Le Joallier du couteau

Laguiole knife ebony, silver, and mammoth ivory, rhodolite garnet, chisel leaves and Damascus blade

This high-end Laguiole knife has been crafted by hand, its handle is a forged spring with a fine stone set oval rhodolite garnet. Elegant with these double plates decorated with a guilloche on the top and its natural ebony handle with a 925th solid silver partition and a fossil mammoth molar insert.

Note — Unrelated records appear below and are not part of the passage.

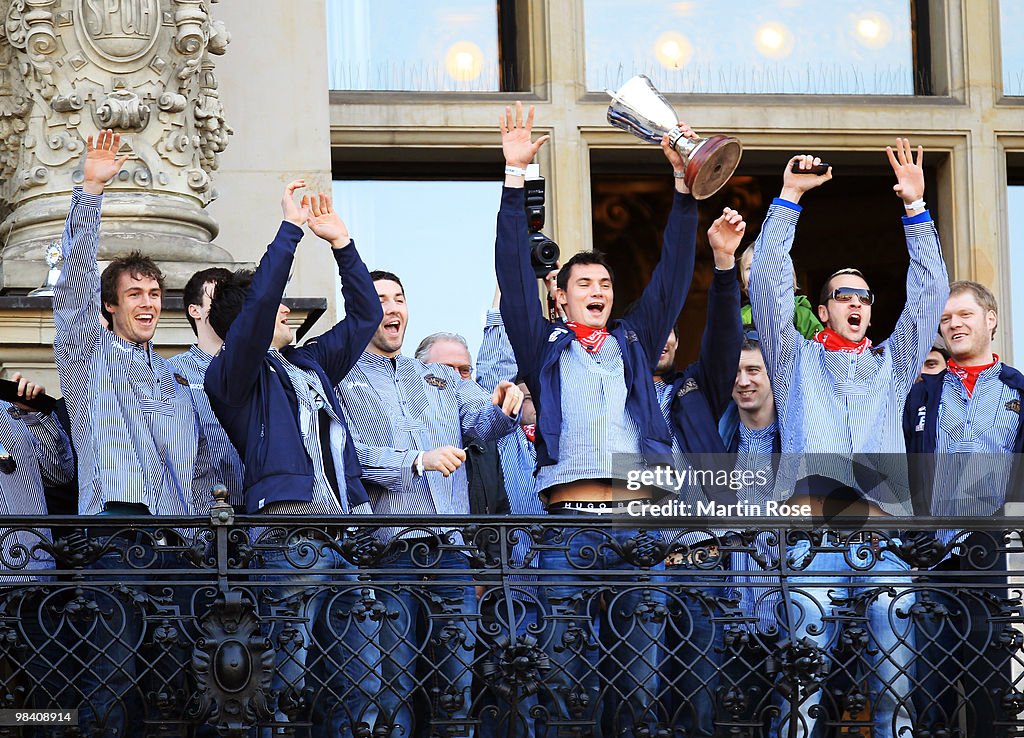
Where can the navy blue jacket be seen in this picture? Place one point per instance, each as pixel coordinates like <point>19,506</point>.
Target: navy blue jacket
<point>249,388</point>
<point>922,438</point>
<point>702,391</point>
<point>539,344</point>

The bolsters are in 925 sterling silver chiselled initials and leaves.

 

The Rhodolite Garnet and its history ... 

 

The term "garnet" comes from the Latin word "malum granatum", a grapefruit, which means pomegranate. Indeed, the grains of this leaking to the shiny color strongly recall these gems. The origin of the word Rhodolite could come from the Greek "rhodon" which means "pink". At the time of the Roman naturalist Pliny the Elder, garnets were called carbuncles. In Rome, Greece, as in ancient Egypt, garnets were often carved and represented animals or faces. The Bible tells that to steer his ark in the darkness of the Flood, Noah lit up with a garnet lantern. The Qur'an states that the fourth heaven is made up of carbuncles. The Vikings used garnets during funeral ceremonies, thinking they had the ability to guide the dead to their paradise, Valhalla. The Museum of National Antiquities of Saint-Germain-en-Laye houses Merovingian jewelry with garnets. In the eighteenth century European courtiers loved to adorn themselves with Bohemian garnets. The warriors of the Hunza principality in northern Pakistan, under British control in 1891, shot the British in Kashmir with garnet bullets, believing that their blood-red color made them more deadly.

This knife is made in my workshop and signed LACAZE to guarantee a quality know-how.